Her woodland animal companions surrounded her, determined to comfort the young princess.
"They should have been home hours ago...you don't suppose something happened to them?"
Snow White couldn't stand anymore waiting around. She picked up the candle, put on her shawl, and went outside to search for her seven friends. The forest animals advised her against it, trying to convince the princess to stay within the safety of the cottage. Snow White knew the dwarfs would be upset with her, but she had to do something.
But before she could take more than a few steps, she saw the seven dwarfs coming!
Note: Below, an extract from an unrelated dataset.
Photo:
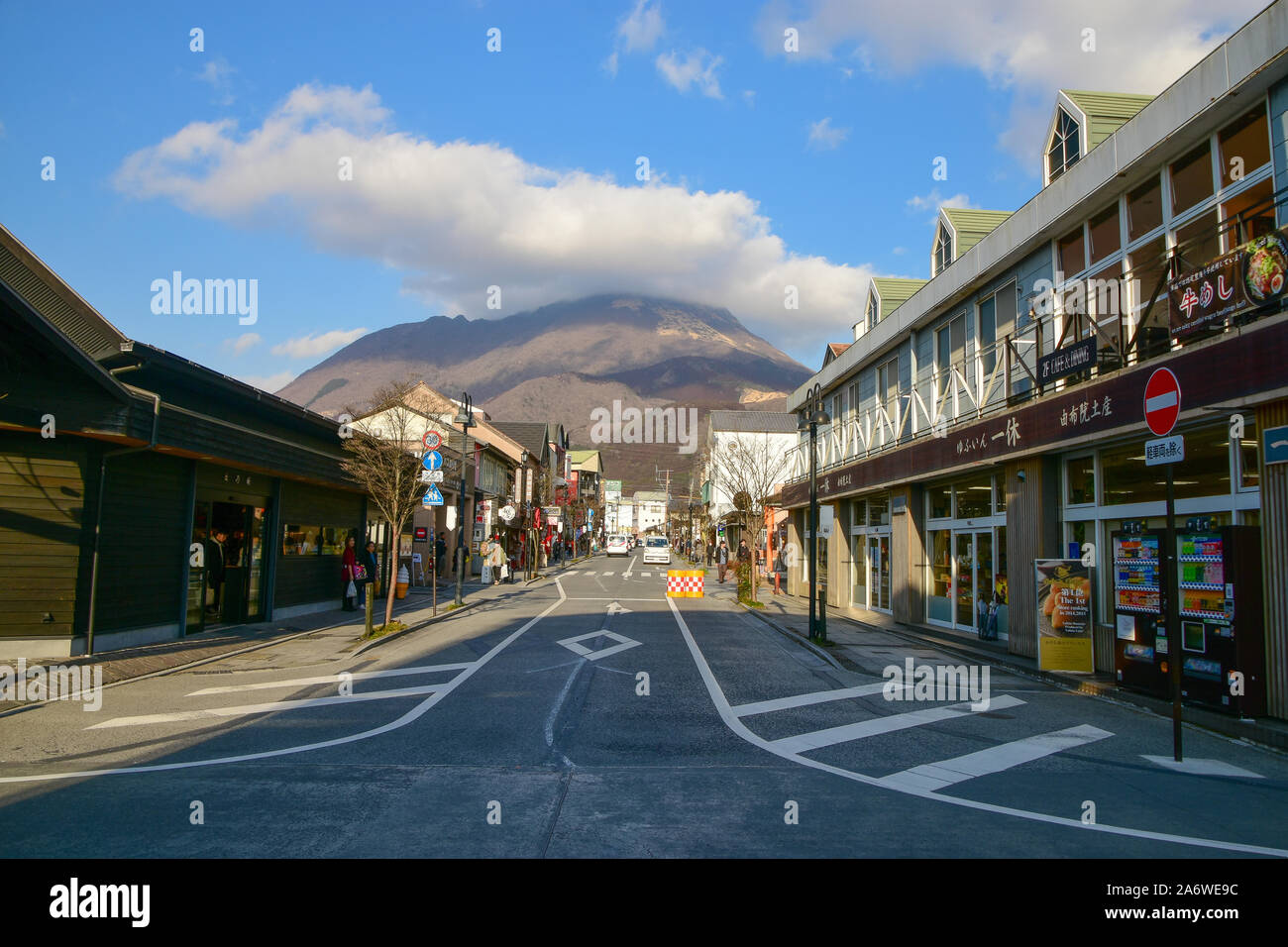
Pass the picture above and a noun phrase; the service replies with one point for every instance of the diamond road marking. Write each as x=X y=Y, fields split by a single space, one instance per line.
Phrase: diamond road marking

They were finally home and safe at last. Snow White squealed with happiness and ran to greet them. The dwarfs were drowsy, tired, and very confused. The princess asked them questions non-stop, but the dwarfs couldn't provide much of an explanation except that they fell into the river on their way to work and stayed unconscious until nightfall. we're
"Never mind what happened," said the princess. "I'm just glad you're all safe."
Snow White heated some water and gave all the dwarfs a hot bath. Even Grumpy didn't resist much, since he was so drained and cold and tired.
After the hot bath, Snow White brought the seven men upstairs and put them to bed. She usually slept in their beds, but she wanted the dwarfs to sleep comfortably tonight. She had a feeling they had been through a lot.